Of the latter, Garb adduces a number of both well-known and fairly obscure samples from the modern Kabbalistic corpus, and he acknowledges indebtedness to Moshe Idel’s experiential turn in Jewish mysticism studies, as well as to the work of Elliot Wolfson and particularly Haviva Pedaya. Garb is well aware that others before him have invoked shamanism as a credible interpretive model for describing aspects of the path of Kabbalah. However, no one before Garb has attempted such a broad and persuasive treatment, even as he warns “that the term ‘trance’ (just like the term ‘shaman’) is not indigenous to Kabbalistic discourse” (p. 48). The book is densely packed, and while there is some effort to place matters within a synchronic arc of development, when it comes to Hasidism the range of sources are presented in a cross-generational, cross-geographic fashion. Every effort is made to give expression to the eccentricities and nuances of the myriad of Hasidic schools, but Garb’s intent is to interpret and describe a cluster of mystical experiences and hagiography in modern Kabbalah. The book is therefore decidedly thematic. Essential to Garb’s approach is the well-known disagreement between Scholem and Martin Buber as to the relative value of Hasidic theoretical literature versus the hagiographical tales. Garb explicitly comes down on Buber’s side: “I believe that the method proposed here can lead to a more thorough utilization of this vast textual reservoir” (p. 78).

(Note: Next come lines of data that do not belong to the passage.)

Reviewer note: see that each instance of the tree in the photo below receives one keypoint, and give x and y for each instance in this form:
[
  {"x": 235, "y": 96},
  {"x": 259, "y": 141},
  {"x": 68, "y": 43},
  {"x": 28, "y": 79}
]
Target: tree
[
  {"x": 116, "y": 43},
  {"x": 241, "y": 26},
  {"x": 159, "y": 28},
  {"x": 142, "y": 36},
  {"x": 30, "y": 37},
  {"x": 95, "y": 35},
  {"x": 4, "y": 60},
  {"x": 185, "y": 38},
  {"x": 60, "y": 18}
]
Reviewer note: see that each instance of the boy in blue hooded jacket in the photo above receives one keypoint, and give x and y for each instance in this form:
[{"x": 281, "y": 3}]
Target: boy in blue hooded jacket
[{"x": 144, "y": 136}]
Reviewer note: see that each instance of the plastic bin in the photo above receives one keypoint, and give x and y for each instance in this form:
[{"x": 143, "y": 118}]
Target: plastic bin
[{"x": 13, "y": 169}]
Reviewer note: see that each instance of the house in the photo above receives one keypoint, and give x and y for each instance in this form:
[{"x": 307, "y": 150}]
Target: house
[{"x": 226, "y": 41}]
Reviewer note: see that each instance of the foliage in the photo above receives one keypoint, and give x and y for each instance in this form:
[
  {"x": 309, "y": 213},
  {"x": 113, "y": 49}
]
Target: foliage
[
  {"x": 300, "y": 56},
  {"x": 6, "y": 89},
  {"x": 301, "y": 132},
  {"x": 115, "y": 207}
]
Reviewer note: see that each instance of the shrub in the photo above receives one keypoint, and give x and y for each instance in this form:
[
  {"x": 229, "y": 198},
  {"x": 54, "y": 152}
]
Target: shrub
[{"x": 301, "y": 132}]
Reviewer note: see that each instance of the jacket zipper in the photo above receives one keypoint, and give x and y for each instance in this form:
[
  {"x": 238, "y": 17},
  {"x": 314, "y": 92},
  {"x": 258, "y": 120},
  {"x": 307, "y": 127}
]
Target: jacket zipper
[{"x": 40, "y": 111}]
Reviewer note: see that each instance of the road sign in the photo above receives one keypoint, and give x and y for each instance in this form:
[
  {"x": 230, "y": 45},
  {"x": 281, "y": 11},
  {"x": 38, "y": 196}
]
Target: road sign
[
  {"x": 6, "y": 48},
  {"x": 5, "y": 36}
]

Thus, hagiographical accounts of tzaddikim who manifest faints, waking sleep, trance states, and magical healing powers (to enumerate just a few types) are combined with autobiographical accounts and intricate homilies to provide evidence for shamanic trance. It has been thirty years since Scholem has passed. A new generation of scholars has built on and reconstructed the field. Garb’s exciting research is the happy outcome of the field passing into an even greater maturity and relevance for the study of religion. As such, Shamanic Trance in Modern Kabbalah is an impressive and powerful statement of the “state of the art” as practiced by twenty-first century researchers, addressing the interests of specialists and generalists alike.